Genre as a means of categorizing different kinds of music may seem to be a pretty straightforward concept, but its history is more nuanced than you might think.
Without going into great detail, it is worth noting that many genres have historically been racialized, sometimes leading to puzzling results, such as the categorization of music by Black artists as “hip hop” or “urban,” regardless of how they fail to fit into the category. An example is Tyler the Creator’s album “Igor,” which received the award for Best Rap Album despite Tyler’s own belief that it fell more closely within the parameters of pop.
I recently learned from a New Yorker article that this tendency to identify all Black artists as fitting within a small selection of common genres is the lingering effect of certain racist beliefs held by record company marketing executives regarding for whom music should be marketed.
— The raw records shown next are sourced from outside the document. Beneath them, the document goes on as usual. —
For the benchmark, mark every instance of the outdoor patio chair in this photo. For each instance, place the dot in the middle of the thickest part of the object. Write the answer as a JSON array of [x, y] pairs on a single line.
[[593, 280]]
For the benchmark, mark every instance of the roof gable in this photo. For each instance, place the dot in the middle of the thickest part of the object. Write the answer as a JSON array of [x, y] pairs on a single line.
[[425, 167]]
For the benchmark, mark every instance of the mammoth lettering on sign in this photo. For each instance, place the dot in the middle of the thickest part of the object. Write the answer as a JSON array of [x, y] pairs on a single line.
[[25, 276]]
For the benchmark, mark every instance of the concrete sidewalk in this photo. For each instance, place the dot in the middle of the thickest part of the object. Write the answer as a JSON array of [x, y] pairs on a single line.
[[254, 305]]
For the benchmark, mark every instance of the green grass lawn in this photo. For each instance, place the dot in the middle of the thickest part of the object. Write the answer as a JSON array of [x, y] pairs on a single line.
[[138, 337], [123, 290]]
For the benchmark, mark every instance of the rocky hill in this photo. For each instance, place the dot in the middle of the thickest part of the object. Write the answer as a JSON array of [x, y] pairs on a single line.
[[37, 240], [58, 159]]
The dominant thought was that, like most other spheres of American life throughout history, music should be segregated. Black artists produced Black music for exclusively Black listeners, and white musicians produced white music for white people — or so they thought.
It should go without saying that this segregationist view of music is morally untenable, but I must underscore just how tragic such a mentality is. Music — something that has great potential to be deeply personally enriching and to facilitate wholesome human connection — has for too long lived within the confines of preconceived notions of who should listen to what, as well as who should create for whom.
Of course, race was not the sole basis on which the concept of musical genres was founded. Still, this background provides strong reason to reconsider our acceptance of prescriptive notions of what constitutes as one genre versus another. More broadly, it seems that strict classifications tend to be rooted in harmful, reductive ideas that oversimplify the complexities and nuances of the human experience.
Although there are social benefits associated with identifying oneself with a certain musical culture or grouping, it still stands that there is good reason to make efforts to consciously depart from the feeling of being restricted by genre in our own consumption patterns. I have been a Spotify user for a few years now, the aforementioned information that has recently come to my attention only strengthens my appreciation for the platform.
For those who are not familiar, Spotify is a streaming platform that offers free access to a vast number of musical artists, as well as podcasts. Although the free version has frequent advertisements, for $5 a month students can purchase Spotify premium, which not only removes all advertisements but also allows for a number of other privileges, such as unlimited skips and free downloads of all the music you could possibly want.
To me, what sets Spotify apart from other streaming services, and makes it relevant to the above discussion of genre, is their playlists. Every week, Spotify curates a unique playlist tailored to your listening history, called Discover Weekly. These playlists also introduce you to various artists Spotify believes you may be pleased to discover based on the data it collects about your preferences.
Spotify employees also also personally curate a number of playlists that are centered not around common musical themes, but around a “vibe,” or a sort of expected emotional reaction the playlists intend to elicit from listeners.
I happen to be a firm believer in the value of listening to albums in their original, intended form of consumption: from top to bottom, in order. The merit of this approach is something I could easily drone on about, but for my present purposes, I will just note that despite its virtues, the practice often gets me stuck in deep ruts, during which I simply replay the album indefinitely, usually resulting in me feeling as though I need a long, long break before I can stomach the record again.
Spotify and those blessed playlists lift me out of those damned ruts, gently coaxing me out of the shell of familiarity and into the realm of unknown sounds, the creative labors of individuals and groups formerly unknown to me, whose minds I relish for having produced artistic entertainment that can be the soundtrack of my daily obligations.
Spotify knows me — algorithmically, sure — but intimately nonetheless. Spotify does not judge me when I revisit the often embarrassing, nostalgic sounds of years past; Spotify offers me the security of a private listening session, and even suggests that maybe it is a good time to give Kesha’s debut studio album “Animal” another listen.
Spotify knows when I listen to Frank Ocean’s “Blonde” on repeat, but does not think less of me for it. Spotify sees me at both my highs and lows. Spotify is there for me when I need high-tempo classical to study to, when I am basking in the afternoon sunshine and in search of calm, warm beats to accompany the sun’s own embracing rays, when I am with friends and faltering under the pressure of DJing for a mixed group, when I need to angry cry — or just regular cry, actually — and when I find myself in any of the other many, many different sets of human circumstances in which I find myself desirous of some tunes. I just know that Spotify would tuck me in at night, with a forehead kiss and everything, if it could.
Spotify knows me so well, I could send it grocery shopping for me without a list and be confidently assured it would not disappoint me with its selections. Spotify knows me so well, it is better equipped to answer my security questions when I am locked out of an account than I am. Spotify knows me so well, it would not need to so much as ask about my relationship with my mother to complete an in-depth psychoanalysis of me.
Spotify knows me so well, it offers me egress from the reductive, restrictive bounds of genre, into a freer world.